Last week, Democratic Senator Elizabeth Warren introduced the Accountable Capitalism Act. While it obviously would never pass a Republican Congress, here’s what the bill proposes (boldface mine):
- Requires very large American corporations to obtain a federal charter as a “United States corporation,” which obligates company directors to consider the interests of all corporate stakeholders: American corporations with more than $1 billion in annual revenue must obtain a federal charter from a newly formed Office of United States Corporations at the Department of Commerce. The new federal charter obligates company directors to consider the interests of all corporate stakeholders – including employees, customers, shareholders, and the communities in which the company operates. This approach is derived from the thriving benefit corporation model that 33 states and the District of Columbia have adopted and that companies like Patagonia, Danone North America, and Kickstarter have embraced with strong results.
- Empowers workers at United States corporations to elect at least 40% of Board members: Borrowing from the successful approach in Germany and other developed economies, a United States corporation must ensure that no fewer than 40% of its directors are selected by the corporation’s employees.
- Restricts the sales of company shares by the directors and officers of United States corporations: Top corporate executives are now compensated mostly in company equity, which gives them huge financial incentives to focus exclusively on shareholder returns. To ensure that they are focused on the long-term interests of all corporate stakeholders, the bill prohibits directors and officers of United States corporations from selling company shares within five years of receiving them or within three years of a company stock buyback.
- Prohibits United States corporations from making any political expenditures without the approval of 75% of its directors and shareholders: Drawing on a proposal from John Bogle, the founder of the investment company Vanguard, United States corporations must receive the approval of at least 75% of their shareholders and 75% of their directors before engaging in political expenditures. This ensures any political expenditures benefit all corporate stakeholders.
- Permits the federal government to revoke the charter of a United States corporation if the company has engaged in repeated and egregious illegal conduct: State Attorneys General are authorized to submit petitions to the Office of United States Corporations to revoke a United States corporation’s charter.

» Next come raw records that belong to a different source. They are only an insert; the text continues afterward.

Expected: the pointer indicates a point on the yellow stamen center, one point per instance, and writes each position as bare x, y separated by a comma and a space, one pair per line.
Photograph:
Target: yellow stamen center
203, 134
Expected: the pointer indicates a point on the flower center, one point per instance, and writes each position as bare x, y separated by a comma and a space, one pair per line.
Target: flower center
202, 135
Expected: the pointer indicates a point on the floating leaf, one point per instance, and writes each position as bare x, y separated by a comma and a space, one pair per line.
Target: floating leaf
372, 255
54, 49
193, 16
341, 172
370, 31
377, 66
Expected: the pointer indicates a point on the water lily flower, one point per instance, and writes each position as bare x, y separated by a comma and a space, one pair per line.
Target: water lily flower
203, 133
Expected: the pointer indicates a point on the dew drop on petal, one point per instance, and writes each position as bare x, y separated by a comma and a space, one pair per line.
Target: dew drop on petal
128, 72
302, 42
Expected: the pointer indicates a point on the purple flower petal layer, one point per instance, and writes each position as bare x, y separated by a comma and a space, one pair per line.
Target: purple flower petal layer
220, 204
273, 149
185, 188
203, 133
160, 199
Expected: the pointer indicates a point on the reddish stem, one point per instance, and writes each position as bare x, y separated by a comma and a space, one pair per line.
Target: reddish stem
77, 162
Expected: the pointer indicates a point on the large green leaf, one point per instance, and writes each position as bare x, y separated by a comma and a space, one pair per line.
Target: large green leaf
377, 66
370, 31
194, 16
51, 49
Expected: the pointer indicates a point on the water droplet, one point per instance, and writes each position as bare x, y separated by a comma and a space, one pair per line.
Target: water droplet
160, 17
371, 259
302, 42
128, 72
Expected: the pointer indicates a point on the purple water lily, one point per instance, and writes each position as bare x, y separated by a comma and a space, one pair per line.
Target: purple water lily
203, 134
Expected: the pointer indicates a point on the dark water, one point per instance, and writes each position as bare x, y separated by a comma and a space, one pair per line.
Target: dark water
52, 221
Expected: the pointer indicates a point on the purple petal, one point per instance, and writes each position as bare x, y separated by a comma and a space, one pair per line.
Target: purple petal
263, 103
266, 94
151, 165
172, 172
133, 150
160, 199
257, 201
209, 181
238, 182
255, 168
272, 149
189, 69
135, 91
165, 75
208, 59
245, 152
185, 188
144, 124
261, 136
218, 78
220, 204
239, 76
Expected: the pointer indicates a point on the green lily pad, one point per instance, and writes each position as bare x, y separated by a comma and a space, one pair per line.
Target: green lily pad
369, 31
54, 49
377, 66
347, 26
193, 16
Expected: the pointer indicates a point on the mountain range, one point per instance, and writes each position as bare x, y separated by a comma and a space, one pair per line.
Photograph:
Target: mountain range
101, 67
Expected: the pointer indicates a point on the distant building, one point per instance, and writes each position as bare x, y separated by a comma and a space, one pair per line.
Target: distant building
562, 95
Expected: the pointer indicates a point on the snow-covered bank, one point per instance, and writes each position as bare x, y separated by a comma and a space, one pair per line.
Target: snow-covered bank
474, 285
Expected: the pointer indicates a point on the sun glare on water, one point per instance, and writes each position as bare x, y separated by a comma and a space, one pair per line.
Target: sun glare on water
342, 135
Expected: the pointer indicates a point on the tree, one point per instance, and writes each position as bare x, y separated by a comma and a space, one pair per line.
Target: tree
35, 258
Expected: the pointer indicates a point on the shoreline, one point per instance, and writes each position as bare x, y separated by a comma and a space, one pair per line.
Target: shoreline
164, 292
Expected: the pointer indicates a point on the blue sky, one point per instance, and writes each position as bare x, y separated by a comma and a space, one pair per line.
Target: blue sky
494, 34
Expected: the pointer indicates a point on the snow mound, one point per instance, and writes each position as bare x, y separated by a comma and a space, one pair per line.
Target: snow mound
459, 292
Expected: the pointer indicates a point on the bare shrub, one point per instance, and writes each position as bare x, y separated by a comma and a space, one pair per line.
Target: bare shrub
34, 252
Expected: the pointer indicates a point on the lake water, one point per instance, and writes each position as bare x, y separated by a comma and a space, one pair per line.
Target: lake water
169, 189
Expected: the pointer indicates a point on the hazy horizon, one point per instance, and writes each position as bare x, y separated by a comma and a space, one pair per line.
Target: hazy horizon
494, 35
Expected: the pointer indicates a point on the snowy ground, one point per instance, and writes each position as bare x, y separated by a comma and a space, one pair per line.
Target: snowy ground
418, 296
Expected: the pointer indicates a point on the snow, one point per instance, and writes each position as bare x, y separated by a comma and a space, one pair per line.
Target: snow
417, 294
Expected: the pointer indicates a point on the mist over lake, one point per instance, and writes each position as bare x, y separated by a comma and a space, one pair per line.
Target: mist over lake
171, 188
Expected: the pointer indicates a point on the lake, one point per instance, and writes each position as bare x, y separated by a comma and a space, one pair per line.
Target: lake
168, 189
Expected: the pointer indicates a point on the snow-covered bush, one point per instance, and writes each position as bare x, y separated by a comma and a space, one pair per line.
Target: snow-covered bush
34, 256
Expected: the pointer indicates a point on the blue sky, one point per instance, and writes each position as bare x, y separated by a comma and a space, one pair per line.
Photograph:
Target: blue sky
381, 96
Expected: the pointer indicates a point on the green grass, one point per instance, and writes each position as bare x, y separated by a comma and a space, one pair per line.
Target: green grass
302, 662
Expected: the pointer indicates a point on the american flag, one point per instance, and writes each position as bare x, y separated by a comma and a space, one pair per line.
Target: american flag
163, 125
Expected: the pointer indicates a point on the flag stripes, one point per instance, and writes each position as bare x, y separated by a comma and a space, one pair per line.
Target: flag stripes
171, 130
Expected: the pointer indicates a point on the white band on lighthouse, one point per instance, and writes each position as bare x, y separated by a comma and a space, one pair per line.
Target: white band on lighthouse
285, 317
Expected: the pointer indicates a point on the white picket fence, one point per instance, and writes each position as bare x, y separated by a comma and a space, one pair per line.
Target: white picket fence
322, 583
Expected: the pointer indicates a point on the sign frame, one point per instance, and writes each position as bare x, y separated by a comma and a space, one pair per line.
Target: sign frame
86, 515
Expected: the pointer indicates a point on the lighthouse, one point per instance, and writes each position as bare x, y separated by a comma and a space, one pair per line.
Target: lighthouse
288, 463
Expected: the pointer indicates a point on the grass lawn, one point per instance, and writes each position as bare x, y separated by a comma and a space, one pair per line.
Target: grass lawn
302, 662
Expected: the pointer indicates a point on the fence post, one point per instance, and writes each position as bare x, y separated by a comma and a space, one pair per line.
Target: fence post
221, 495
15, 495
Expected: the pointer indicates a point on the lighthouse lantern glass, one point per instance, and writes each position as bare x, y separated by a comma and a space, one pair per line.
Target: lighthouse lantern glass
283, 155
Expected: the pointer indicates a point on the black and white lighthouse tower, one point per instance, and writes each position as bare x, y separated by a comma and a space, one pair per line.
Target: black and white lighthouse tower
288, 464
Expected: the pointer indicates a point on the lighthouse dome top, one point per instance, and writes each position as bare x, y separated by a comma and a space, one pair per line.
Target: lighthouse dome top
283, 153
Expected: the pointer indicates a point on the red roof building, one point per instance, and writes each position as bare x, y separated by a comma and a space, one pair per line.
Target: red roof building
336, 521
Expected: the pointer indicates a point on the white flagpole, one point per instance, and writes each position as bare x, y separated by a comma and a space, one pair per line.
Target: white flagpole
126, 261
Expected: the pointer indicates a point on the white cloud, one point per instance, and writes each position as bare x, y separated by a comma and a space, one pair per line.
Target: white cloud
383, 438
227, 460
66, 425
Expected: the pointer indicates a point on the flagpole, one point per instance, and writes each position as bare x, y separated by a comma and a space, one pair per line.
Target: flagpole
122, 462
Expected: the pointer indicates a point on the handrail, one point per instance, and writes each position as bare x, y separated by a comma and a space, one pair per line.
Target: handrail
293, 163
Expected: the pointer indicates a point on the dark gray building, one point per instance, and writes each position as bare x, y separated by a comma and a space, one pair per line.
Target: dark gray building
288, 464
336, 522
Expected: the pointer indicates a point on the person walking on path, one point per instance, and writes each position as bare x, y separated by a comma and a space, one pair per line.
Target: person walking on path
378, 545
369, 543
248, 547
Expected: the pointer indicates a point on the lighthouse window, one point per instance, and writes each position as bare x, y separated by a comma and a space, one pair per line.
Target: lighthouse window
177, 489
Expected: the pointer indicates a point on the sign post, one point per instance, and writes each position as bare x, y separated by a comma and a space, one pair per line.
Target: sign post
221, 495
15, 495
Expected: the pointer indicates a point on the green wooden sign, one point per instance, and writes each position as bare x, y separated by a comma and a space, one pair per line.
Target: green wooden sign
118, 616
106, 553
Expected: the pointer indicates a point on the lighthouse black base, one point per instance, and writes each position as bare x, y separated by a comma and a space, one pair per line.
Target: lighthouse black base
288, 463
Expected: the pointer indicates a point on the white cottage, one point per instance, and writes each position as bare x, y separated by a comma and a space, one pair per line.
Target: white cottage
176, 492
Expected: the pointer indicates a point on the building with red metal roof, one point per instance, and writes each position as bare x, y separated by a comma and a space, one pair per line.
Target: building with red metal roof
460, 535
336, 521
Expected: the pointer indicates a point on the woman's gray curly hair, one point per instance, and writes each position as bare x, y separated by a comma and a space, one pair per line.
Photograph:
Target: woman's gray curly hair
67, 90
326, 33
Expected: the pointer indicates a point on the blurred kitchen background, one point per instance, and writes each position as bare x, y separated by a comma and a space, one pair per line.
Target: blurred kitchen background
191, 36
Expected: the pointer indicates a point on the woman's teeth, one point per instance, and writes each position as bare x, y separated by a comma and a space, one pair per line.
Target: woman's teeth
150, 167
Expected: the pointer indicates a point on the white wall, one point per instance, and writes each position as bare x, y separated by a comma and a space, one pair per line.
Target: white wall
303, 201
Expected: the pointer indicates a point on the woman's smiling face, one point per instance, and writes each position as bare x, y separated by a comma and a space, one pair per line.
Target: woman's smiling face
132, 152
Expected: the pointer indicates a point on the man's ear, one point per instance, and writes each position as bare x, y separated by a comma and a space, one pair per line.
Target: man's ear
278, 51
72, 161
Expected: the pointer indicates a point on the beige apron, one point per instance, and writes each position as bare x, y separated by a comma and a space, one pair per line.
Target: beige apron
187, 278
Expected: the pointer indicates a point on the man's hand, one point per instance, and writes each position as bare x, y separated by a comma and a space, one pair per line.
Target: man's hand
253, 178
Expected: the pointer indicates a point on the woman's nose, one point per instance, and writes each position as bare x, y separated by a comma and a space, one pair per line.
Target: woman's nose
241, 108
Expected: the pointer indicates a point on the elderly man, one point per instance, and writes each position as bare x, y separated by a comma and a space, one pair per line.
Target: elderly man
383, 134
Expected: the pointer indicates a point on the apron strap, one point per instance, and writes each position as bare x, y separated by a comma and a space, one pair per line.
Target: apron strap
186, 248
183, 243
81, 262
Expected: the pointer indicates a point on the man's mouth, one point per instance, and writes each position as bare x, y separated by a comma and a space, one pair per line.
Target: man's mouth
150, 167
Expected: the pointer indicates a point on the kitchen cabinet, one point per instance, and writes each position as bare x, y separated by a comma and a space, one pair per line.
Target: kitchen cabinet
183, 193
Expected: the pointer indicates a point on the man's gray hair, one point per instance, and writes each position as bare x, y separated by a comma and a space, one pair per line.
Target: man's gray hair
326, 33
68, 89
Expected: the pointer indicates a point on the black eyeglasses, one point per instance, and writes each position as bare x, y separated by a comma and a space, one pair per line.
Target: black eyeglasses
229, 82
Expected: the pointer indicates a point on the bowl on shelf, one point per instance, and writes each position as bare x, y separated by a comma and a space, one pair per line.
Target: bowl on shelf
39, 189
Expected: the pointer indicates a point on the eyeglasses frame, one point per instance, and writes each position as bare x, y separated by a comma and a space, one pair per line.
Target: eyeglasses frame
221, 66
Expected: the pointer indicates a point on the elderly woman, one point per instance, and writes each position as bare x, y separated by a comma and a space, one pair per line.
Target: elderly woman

If the Director of the Office finds that the corporation has a history of egregious and repeated illegal conduct and has failed to take meaningful steps to address its problems, she may grant the petition. The company’s charter would then be revoked a year later – giving the company time before its charter is revoked to make the case to Congress that it should retain its charter in the same or in a modified form.
Overall, it’s good. That said, even though the first item has received the most attention, I’m not sure what to make of it. States already charter corporations, and how federal charters would interact or supersede state charters (or replace them entirely?) is unclear. And when rub points #1 and #5 together, it’s not clear what revocation of the federal charter would mean: obviously, things like making them ineligible for government contracts could be a start, but, if state charters are still allowed, it’s not clear what the other consequences would be. And all of this, as we’ve learned with the CFPB and other regulatory mechanisms, is dependent on an administration that actually wants to regulateāRepublicans are very good at using the ‘power of non-governance.’
On the other hand, requiring worker representation, limiting political donations (though the regulations will have to be well written to prevent ‘educational’ donations that are essentially backdoor contributions), and restricting share buybacks are all very good proposals. Importantly, they can’t be hamstrung administratively.
It’s a little overblown to call this a New New Deal (though, again, these are good and important proposals). At the same time, despite conservative bleatings to the contrary, this is hardly a worker’s soviet either.
So doing this, Medicare for All, and fixing all of the broken shit would be a really good start for Democrats in 2021.
Maybe the most encouraging facet of Warren’s proposal is how it attempts to grapple with real, structural foundations of power. I didn’t think Dems were even capable of thinking in those terms, any more. If this keeps up we might start seeing an actual Democratic Party, offering lucid candidates who can speak candidly and represent a real political philosophy. Of course, a necessary precondition is that the current Dem “leadership” has to go away. Whether it happens by ballot or by the actuary tables, they need to go the way of the other dinosaurs.
The federal government could revoke their limited liability in Federal Court. That’s the whole point of a corporation over a partnership, trust or other such entity. If the shareholders, wealthy individuals, investment corporations, insurance corporations and so on, were to find themselves potentially liable for the company’s debts or legal actions against the company, they’d bail. I wouldn’t blame them either.
They’d still have immunity at the state level, depending on how state laws are rewritten, but losing that federal exemption would be serious.